I carry too much pain. The person who birthed me didn’t want me and told me I was worthless, from a young age, as early as I can remember. There are not words enough to describe the amount of negativity that was heaped on me for so many years. And there is no way to describe how deeply embedded in my psyche is the pain. Without even getting into the physical abuse, I’m already too full of pain to comprehend it.
When I first started having panic attacks, first experienced that all-consuming terror, I wondered why it was all so damned familiar. I couldn’t comprehend why I felt like I knew this, recognised it… WHY? And then I realized that I had felt like this before; for all the years that I was abused I felt this constant terror, in a muted sense. It got to the point where I was utterly used to it, similar to how you become habituated to the whirring of the fan or the sound of the rain. It was there, but I didn’t really notice, almost took it for granted. It’s been there ever since, and last night it all blew up in my face. Again. Suddenly I was four years old again, and totally immobilized by abject terror. I took my Ativan, but it didn’t seem to be working. It was still there, spreading slowly through my mind, causing me to shake with such force that my muscles were aching with the strain of it.

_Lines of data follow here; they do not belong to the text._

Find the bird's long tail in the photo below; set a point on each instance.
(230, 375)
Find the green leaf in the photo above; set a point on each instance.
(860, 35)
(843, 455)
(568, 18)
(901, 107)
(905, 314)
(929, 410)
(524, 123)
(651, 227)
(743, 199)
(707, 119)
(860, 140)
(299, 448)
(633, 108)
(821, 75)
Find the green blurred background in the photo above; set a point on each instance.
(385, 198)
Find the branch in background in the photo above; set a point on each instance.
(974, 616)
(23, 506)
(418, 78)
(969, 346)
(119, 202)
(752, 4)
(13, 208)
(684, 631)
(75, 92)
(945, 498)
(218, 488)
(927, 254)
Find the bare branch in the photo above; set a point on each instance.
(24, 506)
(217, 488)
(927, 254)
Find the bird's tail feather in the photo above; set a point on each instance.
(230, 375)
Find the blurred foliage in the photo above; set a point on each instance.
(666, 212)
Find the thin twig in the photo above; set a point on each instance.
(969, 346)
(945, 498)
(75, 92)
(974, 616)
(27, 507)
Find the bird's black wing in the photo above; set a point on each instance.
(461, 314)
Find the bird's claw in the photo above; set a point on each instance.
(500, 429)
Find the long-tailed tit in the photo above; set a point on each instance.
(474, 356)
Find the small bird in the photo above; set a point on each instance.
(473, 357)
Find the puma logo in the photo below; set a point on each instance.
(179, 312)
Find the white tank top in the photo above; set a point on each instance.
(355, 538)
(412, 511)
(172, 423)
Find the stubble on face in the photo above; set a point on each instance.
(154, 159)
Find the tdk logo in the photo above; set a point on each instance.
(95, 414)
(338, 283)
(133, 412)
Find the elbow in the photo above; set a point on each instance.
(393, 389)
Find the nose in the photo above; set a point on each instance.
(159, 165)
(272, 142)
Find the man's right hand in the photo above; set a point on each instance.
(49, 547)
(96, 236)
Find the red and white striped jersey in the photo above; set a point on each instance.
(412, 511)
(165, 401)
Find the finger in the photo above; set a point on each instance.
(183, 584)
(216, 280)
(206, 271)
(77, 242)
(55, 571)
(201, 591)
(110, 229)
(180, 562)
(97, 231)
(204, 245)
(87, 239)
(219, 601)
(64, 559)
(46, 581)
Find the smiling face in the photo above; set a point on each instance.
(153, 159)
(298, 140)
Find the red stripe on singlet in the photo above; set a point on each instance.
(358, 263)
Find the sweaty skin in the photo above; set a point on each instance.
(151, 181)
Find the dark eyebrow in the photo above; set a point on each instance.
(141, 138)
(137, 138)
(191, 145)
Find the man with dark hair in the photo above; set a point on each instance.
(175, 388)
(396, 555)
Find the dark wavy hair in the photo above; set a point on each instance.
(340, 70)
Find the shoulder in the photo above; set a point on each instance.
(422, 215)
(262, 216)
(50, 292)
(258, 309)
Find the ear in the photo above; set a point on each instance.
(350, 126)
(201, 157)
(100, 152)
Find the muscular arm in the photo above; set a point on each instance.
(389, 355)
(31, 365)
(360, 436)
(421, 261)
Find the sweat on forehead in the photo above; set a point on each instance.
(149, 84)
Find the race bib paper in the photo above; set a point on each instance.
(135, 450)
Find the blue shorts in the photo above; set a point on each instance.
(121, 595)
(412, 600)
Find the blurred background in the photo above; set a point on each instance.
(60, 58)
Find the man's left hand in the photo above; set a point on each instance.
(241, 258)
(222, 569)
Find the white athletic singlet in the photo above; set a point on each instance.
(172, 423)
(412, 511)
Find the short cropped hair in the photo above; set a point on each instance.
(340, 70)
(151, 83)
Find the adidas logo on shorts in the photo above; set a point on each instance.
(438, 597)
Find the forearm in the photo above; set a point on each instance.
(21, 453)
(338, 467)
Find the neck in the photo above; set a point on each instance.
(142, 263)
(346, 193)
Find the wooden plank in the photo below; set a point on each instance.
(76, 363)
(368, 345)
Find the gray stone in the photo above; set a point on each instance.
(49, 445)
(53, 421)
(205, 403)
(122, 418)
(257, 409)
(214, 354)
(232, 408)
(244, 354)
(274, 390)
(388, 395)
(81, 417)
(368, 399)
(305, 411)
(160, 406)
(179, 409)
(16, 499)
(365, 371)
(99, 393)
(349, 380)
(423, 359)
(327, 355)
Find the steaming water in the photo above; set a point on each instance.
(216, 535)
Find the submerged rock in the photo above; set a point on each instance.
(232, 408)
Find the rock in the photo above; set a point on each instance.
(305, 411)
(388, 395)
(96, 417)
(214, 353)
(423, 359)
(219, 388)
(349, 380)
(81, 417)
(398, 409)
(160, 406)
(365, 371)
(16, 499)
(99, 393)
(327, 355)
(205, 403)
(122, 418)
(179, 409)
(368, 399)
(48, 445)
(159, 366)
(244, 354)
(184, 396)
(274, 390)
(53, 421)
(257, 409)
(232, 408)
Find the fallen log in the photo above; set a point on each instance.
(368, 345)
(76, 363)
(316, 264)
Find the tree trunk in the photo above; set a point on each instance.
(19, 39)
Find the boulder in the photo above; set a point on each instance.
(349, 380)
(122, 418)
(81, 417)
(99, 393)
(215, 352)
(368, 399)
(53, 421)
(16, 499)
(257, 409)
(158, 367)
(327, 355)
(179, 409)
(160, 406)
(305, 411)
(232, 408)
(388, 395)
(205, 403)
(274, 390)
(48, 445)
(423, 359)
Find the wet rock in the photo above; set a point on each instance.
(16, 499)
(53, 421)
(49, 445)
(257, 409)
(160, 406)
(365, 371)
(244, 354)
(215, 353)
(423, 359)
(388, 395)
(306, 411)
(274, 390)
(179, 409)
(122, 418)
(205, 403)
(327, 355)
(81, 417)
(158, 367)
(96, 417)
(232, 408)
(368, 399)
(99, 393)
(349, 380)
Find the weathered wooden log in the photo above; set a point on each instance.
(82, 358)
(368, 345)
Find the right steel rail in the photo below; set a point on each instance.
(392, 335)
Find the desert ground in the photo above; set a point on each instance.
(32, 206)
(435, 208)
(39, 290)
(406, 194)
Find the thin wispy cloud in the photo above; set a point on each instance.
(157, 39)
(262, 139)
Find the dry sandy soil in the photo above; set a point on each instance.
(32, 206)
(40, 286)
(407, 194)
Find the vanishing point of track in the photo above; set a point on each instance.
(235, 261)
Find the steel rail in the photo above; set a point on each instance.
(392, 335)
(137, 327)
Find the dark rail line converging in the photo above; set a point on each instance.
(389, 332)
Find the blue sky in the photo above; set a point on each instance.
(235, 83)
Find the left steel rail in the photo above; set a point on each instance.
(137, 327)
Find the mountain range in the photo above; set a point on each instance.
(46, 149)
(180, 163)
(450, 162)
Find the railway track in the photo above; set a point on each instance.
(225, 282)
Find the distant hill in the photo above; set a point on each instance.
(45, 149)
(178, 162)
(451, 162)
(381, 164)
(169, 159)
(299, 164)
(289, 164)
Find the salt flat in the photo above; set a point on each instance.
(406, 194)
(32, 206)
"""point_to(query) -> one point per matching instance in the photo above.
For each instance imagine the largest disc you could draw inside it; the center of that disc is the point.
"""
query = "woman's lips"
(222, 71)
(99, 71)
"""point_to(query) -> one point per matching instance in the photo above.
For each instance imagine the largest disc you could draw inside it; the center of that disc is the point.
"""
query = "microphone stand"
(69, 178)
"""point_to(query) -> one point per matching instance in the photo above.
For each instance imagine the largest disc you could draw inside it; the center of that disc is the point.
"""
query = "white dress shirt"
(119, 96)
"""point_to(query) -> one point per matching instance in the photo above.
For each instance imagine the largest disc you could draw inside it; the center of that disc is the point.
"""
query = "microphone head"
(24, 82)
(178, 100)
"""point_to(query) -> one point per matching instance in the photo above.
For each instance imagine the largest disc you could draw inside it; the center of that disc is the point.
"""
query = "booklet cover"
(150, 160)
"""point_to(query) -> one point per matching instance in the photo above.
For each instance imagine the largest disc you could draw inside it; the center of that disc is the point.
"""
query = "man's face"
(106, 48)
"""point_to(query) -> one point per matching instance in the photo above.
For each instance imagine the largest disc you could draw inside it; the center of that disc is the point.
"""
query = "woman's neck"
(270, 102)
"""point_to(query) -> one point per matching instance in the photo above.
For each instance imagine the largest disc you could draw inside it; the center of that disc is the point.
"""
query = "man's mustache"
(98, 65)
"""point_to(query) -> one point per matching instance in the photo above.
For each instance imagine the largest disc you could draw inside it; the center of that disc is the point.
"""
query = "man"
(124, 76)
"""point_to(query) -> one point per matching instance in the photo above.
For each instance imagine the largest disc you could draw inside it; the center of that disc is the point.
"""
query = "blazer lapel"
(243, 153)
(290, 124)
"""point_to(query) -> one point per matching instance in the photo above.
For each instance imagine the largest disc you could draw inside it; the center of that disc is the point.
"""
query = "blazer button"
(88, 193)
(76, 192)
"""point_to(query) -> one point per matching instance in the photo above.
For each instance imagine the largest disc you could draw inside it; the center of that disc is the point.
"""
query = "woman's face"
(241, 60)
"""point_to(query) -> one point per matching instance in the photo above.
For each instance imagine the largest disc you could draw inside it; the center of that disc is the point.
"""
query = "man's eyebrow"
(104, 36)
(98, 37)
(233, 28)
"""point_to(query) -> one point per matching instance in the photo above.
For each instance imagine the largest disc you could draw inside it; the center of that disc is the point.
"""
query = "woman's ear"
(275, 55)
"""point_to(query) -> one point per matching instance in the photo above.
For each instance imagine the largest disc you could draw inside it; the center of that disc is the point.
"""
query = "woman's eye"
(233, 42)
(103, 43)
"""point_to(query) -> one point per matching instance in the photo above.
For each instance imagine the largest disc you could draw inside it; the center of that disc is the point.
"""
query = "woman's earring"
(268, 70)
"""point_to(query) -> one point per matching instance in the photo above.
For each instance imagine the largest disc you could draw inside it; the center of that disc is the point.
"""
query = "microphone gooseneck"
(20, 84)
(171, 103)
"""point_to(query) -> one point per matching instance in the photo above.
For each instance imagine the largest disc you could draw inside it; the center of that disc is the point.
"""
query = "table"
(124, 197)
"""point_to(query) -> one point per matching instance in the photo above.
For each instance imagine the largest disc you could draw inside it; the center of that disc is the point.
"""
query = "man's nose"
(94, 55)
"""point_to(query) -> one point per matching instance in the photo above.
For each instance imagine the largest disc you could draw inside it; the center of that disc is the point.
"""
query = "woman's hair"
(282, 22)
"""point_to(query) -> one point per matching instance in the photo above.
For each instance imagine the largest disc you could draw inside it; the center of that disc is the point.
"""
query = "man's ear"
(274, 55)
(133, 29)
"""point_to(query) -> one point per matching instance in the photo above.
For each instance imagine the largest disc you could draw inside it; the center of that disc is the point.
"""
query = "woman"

Then I remembered the words, the only antidote to mental suffering is physical pain, so I dug my fingernails deep into my skin. I hoped that I could focus on the pain, that I could somehow start to breathe again, that I would survive. And I can’t help but think that it’s not fair… I shouldn’t have to live like this. Ambushed by fear I can’t see or name. The kind of thing that creeps in at 4 am when sleep would be such sweet relief, but closing my eyes just isn’t an option.
This is the aftermath of child abuse that nobody can truly understand unless they have been there themselves. How can you pick up the pieces of an ordinary life you never really knew? How do you move on? It’s been so many years. I wish I could say, “I am OK,” but I can’t. It is a long, difficult road to being OK.
I hate being this person. I hate living on this roller coaster, with no warning when the track is going to plunge into darkness. I hate not being able to breathe, not being able to see clearly, not being able to believe that things will ever get better. I hate that I sound like this. I hate that I am ashamed to write these words. I hate that I’m afraid someone will find out.
What if I really am worthless and unlovable?